3) Ekonomi ve piyasalara olumsuz etkisi olabilir. Piyasalar böyle bir harekâtın Türkiye’nin AB perspektifini belki de kalıcı olarak sona erdireceğini düşünerek panikleyebilir. Bazı spekülatörler, bunu bir bahane olarak kullanmak isteyebilir.
4) Türkiye’nin harekâtı, ne kadar tersini anlatmaya çalışsa da, dünya ve özellikle Arap kamuoyu tarafından, yayılmacı, Musul ve Kerkük üzerine eski hak iddiası üzerine inşa edilmiş bir hareket olarak görülebilecektir.
5) PKK Türkiye’nin içinde eylemlerini tırmandırabilir ve sivillerin hedef alınacağı büyük bombalama eylemlerine girişebilir. Harekât PKK ’nın popülaritesini ve mağdur görünümünü artırabilir.
6) Türkiye’deki Kürt vatandaşların harekâta karşı muhtemel tepkileri ise ilgisizlik, destek, kabullenme ve radikalleşme şeklinde gerçekleşebilir. Ama en azından kısa vadede en yüksek ihtimal harekâtın Türkiye’nin içinde Kürt milliyetçiliğini körüklemesidir.
7)Böyle bir harekât, kısmen beraber hareket etseler de aralarında önemli farklılıklar olan K. Iraklı Kürt grupları birbirine daha da yaklaştırabilir. Iraklı Kürt grupları bağımsızlık yönünde şevklendirip, bağımsızlığın şart olduğu konusunda kararlılıklarını artırabilir.

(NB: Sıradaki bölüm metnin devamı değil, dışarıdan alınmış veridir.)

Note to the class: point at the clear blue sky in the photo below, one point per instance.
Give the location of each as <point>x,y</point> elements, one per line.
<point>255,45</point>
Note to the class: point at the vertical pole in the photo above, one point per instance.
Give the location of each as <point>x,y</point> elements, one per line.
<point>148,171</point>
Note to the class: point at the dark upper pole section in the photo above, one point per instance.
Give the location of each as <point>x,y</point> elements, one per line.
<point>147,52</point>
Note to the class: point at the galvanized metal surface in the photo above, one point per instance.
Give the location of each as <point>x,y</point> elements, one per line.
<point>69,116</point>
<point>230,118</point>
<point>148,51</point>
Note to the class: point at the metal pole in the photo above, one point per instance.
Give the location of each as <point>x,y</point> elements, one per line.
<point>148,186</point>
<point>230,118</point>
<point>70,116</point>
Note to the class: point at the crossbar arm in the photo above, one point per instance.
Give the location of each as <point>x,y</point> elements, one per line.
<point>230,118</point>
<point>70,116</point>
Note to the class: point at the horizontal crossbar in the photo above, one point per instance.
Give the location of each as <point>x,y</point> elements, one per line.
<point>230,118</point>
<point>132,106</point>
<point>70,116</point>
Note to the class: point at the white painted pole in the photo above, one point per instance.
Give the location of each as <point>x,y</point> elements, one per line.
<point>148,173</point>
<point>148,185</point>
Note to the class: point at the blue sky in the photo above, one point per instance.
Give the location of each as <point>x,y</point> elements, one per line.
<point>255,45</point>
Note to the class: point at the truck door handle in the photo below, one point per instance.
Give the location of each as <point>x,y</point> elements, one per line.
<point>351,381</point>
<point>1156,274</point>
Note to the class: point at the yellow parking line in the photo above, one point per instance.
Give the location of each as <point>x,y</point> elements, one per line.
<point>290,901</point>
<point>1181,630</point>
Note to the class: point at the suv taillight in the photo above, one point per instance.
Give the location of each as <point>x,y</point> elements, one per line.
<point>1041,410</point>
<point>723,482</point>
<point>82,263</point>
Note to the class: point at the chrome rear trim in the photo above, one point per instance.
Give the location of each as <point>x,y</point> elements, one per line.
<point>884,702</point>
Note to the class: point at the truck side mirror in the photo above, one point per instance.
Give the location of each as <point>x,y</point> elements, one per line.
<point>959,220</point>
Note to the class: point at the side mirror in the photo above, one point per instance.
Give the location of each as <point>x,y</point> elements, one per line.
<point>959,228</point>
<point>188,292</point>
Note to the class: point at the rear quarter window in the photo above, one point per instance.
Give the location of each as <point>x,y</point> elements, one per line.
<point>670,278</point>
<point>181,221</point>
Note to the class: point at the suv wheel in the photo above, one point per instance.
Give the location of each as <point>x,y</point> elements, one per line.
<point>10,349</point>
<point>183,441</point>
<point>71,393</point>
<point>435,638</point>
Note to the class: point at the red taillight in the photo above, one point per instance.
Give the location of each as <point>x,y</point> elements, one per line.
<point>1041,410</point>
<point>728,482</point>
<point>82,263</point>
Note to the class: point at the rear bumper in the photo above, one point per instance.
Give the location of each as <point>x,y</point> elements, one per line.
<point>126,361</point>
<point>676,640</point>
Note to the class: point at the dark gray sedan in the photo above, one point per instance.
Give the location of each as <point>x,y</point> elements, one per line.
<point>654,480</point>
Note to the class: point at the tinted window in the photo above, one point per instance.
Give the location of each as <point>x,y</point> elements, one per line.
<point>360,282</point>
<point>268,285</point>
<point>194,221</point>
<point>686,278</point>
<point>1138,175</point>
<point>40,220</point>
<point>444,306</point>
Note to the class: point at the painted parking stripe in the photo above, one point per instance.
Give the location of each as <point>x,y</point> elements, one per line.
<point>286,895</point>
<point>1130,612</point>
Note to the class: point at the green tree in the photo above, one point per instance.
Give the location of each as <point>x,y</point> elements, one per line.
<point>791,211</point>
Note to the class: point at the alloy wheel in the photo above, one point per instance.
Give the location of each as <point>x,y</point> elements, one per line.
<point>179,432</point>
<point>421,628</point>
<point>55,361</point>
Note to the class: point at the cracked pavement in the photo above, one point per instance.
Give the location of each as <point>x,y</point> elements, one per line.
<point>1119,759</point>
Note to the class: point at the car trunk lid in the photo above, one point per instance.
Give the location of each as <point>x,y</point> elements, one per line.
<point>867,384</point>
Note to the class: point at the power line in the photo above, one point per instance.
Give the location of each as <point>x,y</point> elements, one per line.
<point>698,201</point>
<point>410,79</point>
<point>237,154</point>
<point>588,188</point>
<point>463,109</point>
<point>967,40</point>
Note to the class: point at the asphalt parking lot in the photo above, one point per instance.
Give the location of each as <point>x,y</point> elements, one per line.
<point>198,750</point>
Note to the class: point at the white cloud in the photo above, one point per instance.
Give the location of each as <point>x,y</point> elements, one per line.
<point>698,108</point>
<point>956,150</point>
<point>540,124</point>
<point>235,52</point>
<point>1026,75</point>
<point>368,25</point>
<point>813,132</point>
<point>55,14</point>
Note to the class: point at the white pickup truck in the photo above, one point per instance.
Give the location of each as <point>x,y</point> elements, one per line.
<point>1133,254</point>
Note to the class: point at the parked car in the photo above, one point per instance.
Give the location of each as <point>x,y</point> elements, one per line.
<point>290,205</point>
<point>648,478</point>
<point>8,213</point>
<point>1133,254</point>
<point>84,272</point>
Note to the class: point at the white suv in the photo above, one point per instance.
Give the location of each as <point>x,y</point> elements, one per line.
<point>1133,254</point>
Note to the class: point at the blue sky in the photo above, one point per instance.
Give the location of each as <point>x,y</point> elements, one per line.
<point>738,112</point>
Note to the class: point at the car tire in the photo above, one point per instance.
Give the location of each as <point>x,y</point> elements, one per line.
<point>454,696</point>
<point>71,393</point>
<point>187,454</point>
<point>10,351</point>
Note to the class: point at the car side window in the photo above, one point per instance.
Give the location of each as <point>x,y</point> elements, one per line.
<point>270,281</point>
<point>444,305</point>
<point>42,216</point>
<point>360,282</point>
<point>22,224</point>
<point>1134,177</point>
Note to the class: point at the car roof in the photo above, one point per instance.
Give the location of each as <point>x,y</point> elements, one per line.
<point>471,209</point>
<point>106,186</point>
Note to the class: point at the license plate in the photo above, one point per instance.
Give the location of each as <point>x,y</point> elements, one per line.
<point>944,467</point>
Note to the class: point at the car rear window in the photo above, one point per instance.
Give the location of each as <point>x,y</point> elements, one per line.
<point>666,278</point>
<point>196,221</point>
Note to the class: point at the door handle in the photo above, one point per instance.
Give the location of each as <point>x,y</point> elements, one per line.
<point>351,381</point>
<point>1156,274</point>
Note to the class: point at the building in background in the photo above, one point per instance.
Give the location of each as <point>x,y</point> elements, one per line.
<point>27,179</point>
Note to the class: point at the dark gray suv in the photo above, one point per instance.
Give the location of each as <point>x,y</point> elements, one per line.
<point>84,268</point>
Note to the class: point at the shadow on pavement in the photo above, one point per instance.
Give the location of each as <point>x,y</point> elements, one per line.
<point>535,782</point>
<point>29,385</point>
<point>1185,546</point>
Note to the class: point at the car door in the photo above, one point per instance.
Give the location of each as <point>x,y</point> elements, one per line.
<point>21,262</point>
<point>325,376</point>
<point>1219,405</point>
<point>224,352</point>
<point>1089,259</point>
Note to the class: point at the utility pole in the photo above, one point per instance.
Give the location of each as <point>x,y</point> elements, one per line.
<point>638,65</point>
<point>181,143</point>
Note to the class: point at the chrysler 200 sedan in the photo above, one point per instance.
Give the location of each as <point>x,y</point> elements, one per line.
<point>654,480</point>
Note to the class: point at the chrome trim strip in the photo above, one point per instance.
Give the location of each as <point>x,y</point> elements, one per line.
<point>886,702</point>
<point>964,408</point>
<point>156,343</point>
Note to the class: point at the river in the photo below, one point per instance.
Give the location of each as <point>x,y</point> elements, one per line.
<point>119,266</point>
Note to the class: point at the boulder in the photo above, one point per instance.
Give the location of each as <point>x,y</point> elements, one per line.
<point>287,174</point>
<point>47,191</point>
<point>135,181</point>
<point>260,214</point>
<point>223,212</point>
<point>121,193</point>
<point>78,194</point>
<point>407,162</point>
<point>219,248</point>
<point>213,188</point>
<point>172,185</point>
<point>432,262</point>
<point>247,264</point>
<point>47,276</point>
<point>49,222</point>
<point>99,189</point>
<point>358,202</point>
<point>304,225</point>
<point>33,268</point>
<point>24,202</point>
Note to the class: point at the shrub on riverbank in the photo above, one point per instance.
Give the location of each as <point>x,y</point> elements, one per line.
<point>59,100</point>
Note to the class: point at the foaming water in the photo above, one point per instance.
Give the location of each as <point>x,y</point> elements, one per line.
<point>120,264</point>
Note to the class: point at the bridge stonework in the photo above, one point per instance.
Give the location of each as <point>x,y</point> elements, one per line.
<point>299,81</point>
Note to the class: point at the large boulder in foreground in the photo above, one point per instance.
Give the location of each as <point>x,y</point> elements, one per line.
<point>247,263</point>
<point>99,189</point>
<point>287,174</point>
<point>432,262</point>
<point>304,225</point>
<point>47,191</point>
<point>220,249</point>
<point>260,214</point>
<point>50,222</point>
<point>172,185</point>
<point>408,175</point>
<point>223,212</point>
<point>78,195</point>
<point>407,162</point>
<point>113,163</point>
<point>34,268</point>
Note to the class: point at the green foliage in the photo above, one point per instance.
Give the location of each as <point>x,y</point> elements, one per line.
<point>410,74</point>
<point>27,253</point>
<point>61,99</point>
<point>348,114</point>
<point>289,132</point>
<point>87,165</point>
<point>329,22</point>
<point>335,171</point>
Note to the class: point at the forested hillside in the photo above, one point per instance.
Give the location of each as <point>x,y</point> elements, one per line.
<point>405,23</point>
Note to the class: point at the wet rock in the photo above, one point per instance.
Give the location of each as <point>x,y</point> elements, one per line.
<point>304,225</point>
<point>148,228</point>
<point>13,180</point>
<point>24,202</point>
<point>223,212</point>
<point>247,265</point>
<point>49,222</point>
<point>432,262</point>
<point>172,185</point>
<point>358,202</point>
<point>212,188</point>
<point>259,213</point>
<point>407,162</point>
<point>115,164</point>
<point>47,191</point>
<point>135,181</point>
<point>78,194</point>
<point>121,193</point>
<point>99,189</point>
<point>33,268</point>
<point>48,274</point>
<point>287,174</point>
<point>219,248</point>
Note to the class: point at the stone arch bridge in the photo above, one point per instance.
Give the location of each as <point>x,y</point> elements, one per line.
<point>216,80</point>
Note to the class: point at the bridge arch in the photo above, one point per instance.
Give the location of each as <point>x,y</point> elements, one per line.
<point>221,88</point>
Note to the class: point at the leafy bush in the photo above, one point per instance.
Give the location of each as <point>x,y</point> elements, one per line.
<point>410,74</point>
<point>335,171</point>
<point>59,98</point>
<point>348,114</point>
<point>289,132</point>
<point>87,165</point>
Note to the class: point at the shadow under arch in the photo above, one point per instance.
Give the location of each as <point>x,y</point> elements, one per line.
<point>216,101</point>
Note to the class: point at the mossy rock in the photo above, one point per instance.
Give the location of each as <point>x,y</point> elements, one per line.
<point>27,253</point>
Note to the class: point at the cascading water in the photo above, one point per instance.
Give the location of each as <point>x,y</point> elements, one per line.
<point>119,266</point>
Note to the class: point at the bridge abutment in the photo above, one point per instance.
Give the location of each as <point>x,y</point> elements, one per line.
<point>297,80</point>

8) Harekât, Türkiye’deki Kürtler ile K. Iraklı Kürtler arasında yakınlaşma, dayanışma, özdeşleşme gibi dinamikleri harekete geçirebilir.
9) Hükümet siyasi, ekonomik ve askerî nedenlerle istekli olmayabilir. Hükümet, askerî bir harekâta ordunun etkisi artabilir endişesi ile bakabilir. Parti içindeki Kürt kökenli ve liberal milletvekilleri, “AB ile ilişkiler koparsa söylemimiz, halka anlatacağımız hikaye ne olacak” diye endişe edenler harekâta karşı olabilirler.
10) Uzun vadede harekât Türkiye’ye duyulan şüpheyi artırarak, onun güvenlik problemlerini ağırlaştırabilir.
11) Türk ordusunun kendisi bile böyle sonu açık, amaçları muğlâk ve değişken, kontrolden çıkma riski olan, zayiat verebileceği bir harekât konusunda çok istekli olmayabilir.
Harekâtın olası getirileri: Başarılı bir harekât, 1) çok sayıda PKK teröristinin öldürülmesi veya yakalanmasını sağlayabilir.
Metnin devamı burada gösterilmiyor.